The lower court had found that the father spent more time with the children than the mother did. Therefore, under the relevant section of the Tennessee parental relocation statute, a move should be allowed unless the mother showed that the move was vindictive or did not have a reasonable purpose.
The father testified that the move had a reasonable purpose in that he had taken a position as a pastor of student ministries in Georgia after being laid off from his employment in Chattanooga. The lower court had agreed with the reasonableness, and that there had been no vindictive purpose.

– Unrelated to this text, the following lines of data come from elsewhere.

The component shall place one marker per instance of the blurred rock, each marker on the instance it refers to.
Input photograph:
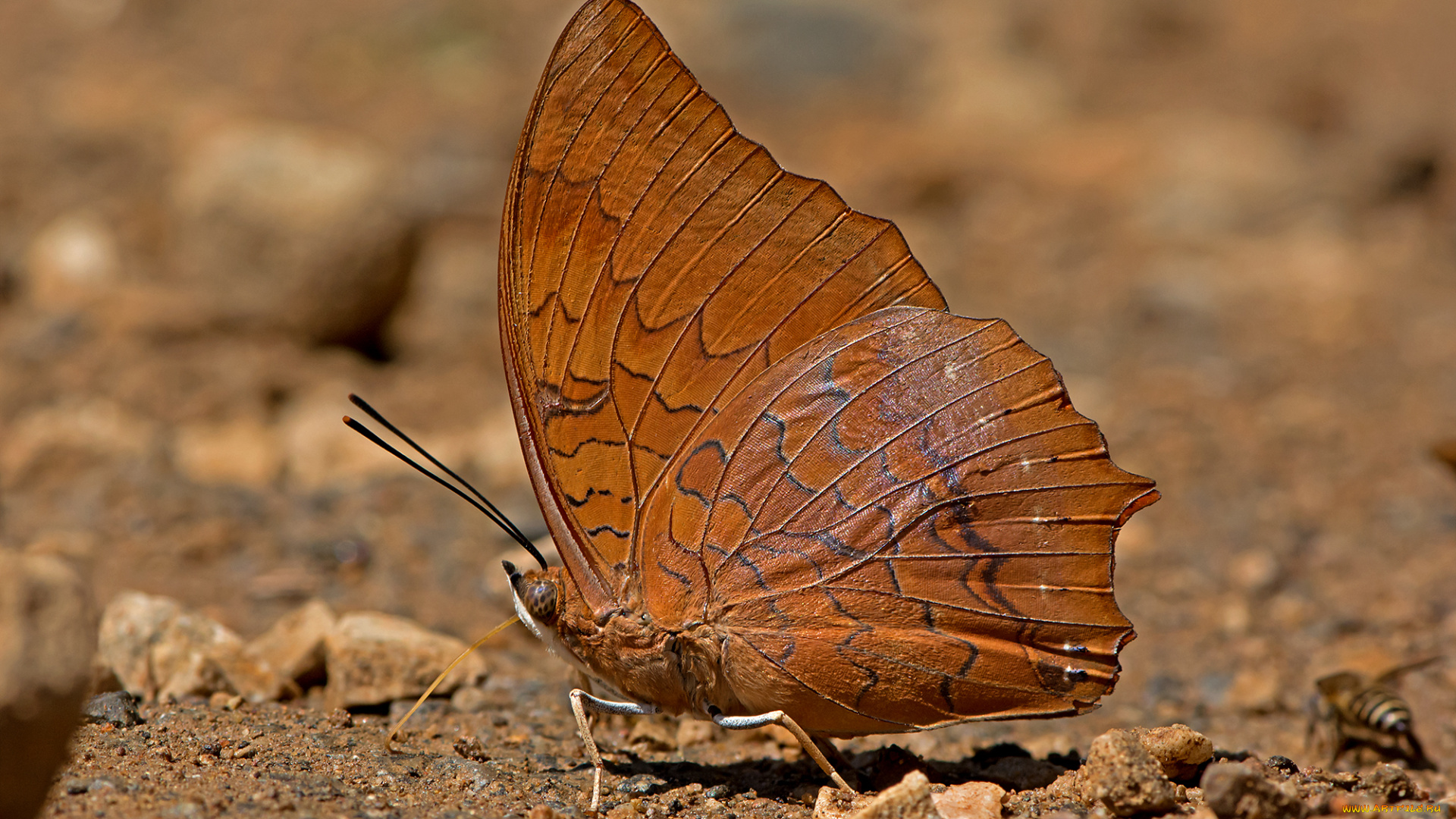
(242, 452)
(114, 707)
(1235, 790)
(653, 733)
(47, 637)
(1021, 773)
(970, 800)
(1122, 776)
(1394, 784)
(291, 228)
(1180, 749)
(293, 646)
(450, 303)
(376, 657)
(321, 452)
(695, 732)
(96, 428)
(910, 799)
(1256, 689)
(161, 651)
(1445, 450)
(72, 262)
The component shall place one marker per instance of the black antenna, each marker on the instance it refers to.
(490, 510)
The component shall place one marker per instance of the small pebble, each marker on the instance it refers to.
(471, 748)
(1282, 764)
(115, 708)
(644, 784)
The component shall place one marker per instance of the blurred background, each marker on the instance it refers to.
(1229, 224)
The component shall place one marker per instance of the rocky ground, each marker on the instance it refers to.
(1229, 224)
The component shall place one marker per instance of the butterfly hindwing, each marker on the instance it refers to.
(906, 523)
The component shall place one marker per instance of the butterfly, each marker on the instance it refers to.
(785, 483)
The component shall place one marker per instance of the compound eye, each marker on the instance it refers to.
(541, 599)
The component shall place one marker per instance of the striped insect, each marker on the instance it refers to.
(1357, 713)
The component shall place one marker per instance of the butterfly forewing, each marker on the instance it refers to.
(902, 523)
(654, 261)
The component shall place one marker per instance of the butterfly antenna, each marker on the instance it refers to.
(488, 509)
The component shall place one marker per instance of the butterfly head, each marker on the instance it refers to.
(538, 598)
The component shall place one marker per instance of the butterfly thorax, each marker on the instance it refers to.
(676, 670)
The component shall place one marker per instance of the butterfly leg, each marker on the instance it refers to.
(580, 701)
(781, 719)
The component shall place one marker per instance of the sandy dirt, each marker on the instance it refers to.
(1231, 226)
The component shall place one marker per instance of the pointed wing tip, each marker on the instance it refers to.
(1138, 504)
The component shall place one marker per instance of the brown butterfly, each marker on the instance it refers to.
(786, 484)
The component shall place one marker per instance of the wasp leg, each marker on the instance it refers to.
(781, 719)
(580, 701)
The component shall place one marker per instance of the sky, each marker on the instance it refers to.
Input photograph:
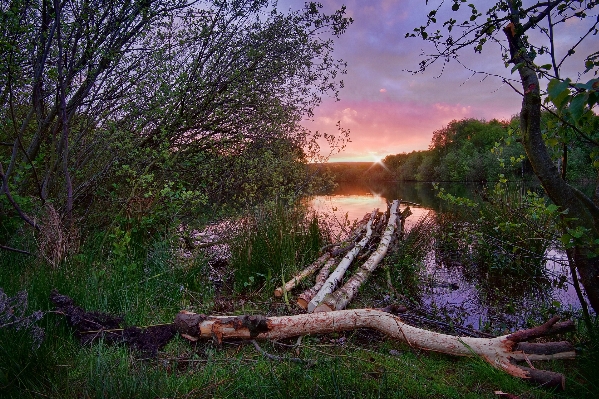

On appeal, the mother first argued that the lower court had used the wrong section of the statute. She argued that she actually spent substantially equal time with the children, which would cause the section of the statute more favorable to her to be applicable.
The mother argued that the son was very involved in sports, and that she spent considerable time with her son, including serving as the “team mom.” She believed that her actual time spent was about half the parenting time. She argued that on the days she was involved with sports, her sleeping time and working time shouldn’t be counted. Instead, she reasoned that she spent most of the non-working waking hours with her son on those days.
The appeals court first noted that sleeping hours should not be discounted, because the parent is responsible during those times. And the court went on to find that miscellaneous hours could not be “lumped together” for the purposes of adding them up to a full day. Based upon this analysis, the appeals court agreed with the lower court that the son was spending greater amounts of time with the father.
Because the lower court had already found that the move had a reasonable purpose and was not vindictive, it affirmed the lower court’s order that the move to Georgia would be allowed.
No. E2014-00586-COA-R3-CV (Tenn. Ct. App. June 15, 2015).
See original opinion for exact language. Legal citations omitted.